Fine-tuning MLLMs Without Forgetting Is Easier Than You Think
This work provides practical guidelines for adapting MLLMs without forgetting, addressing a key problem for researchers and practitioners in multimodal AI, though it is incremental as it builds on existing fine-tuning methods.
The paper tackled catastrophic forgetting in fine-tuning multimodal large language models (MLLMs) by showing that simple adjustments like regularization and low learning rates mitigate forgetting for out-of-distribution images, but identified task-specific overfitting for in-distribution images with out-of-distribution text, which they addressed with a data-hybrid training strategy that outperforms existing methods in continual learning.

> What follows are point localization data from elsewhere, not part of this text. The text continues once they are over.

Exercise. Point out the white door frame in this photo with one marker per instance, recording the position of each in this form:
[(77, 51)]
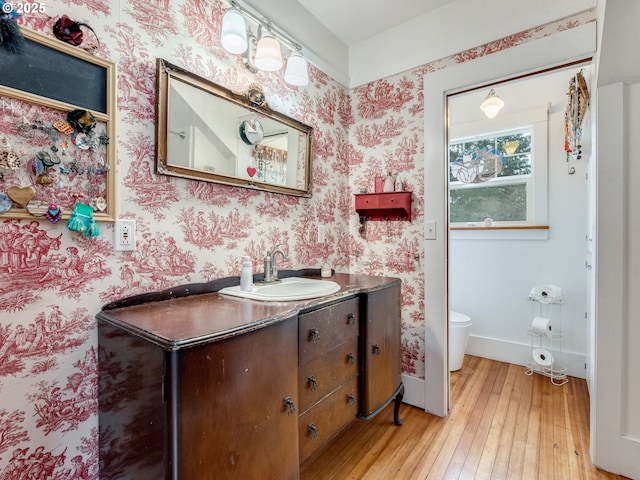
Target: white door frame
[(564, 47)]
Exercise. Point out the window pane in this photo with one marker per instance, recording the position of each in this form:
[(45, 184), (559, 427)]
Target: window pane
[(505, 203)]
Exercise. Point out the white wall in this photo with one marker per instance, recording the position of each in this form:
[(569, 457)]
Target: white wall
[(490, 279), (615, 434)]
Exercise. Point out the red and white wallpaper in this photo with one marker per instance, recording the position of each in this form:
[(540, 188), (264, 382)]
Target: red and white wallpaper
[(53, 281)]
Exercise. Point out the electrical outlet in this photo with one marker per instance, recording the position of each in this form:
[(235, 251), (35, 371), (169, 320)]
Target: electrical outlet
[(430, 230), (124, 232)]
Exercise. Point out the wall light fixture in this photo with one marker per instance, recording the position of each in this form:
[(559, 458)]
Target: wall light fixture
[(492, 104), (262, 51)]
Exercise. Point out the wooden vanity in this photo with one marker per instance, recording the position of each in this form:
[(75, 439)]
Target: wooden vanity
[(198, 385)]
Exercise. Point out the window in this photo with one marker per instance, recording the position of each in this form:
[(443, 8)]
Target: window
[(500, 174)]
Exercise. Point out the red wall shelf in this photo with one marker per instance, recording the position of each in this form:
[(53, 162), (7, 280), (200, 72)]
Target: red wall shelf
[(384, 206)]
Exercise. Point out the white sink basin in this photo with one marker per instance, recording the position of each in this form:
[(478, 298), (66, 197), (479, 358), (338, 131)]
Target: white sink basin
[(290, 288)]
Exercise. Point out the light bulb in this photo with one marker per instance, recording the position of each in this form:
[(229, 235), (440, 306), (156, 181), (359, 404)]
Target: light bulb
[(268, 56), (492, 104)]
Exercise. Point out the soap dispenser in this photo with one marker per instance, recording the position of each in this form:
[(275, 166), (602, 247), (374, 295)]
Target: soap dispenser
[(246, 278)]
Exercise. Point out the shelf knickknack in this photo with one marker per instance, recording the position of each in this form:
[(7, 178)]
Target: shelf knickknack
[(57, 130)]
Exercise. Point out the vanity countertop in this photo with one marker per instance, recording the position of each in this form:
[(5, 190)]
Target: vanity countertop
[(190, 319)]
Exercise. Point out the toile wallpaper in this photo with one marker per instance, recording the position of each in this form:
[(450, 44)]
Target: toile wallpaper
[(53, 281)]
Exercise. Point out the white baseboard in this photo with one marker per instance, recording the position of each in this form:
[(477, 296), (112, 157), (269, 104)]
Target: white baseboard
[(519, 354)]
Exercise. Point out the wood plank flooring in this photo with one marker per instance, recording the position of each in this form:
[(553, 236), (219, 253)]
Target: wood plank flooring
[(503, 424)]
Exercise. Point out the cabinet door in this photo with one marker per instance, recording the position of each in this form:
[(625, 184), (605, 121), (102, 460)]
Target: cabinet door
[(381, 357), (233, 407)]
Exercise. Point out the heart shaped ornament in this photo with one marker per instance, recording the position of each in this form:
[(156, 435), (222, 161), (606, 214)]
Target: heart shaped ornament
[(37, 208), (21, 196)]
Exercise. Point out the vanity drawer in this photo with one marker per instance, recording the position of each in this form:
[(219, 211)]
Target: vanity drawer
[(323, 375), (327, 418), (323, 329)]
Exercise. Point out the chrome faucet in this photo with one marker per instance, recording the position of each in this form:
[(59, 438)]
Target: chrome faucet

The paper demonstrate that simple adjustments of the fine-tuning recipes of multimodal large language models (MLLM) are sufficient to mitigate catastrophic forgetting. On visual question answering, we design a 2x2 experimental framework to assess model performance across in-distribution and out-of-distribution image and text inputs. Our results show that appropriate regularization, such as constraining the number of trainable parameters or adopting a low learning rate, effectively prevents forgetting when dealing with out-of-distribution images. However, we uncover a distinct form of forgetting in settings with in-distribution images and out-of-distribution text. We attribute this forgetting as task-specific overfitting and address this issue by introducing a data-hybrid training strategy that combines datasets and tasks. Finally, we demonstrate that this approach naturally extends to continual learning, outperforming existing methods with complex auxiliary mechanisms. In general, our findings challenge the prevailing assumptions by highlighting the inherent robustness of MLLMs and providing practical guidelines for adapting them while preserving their general capabilities.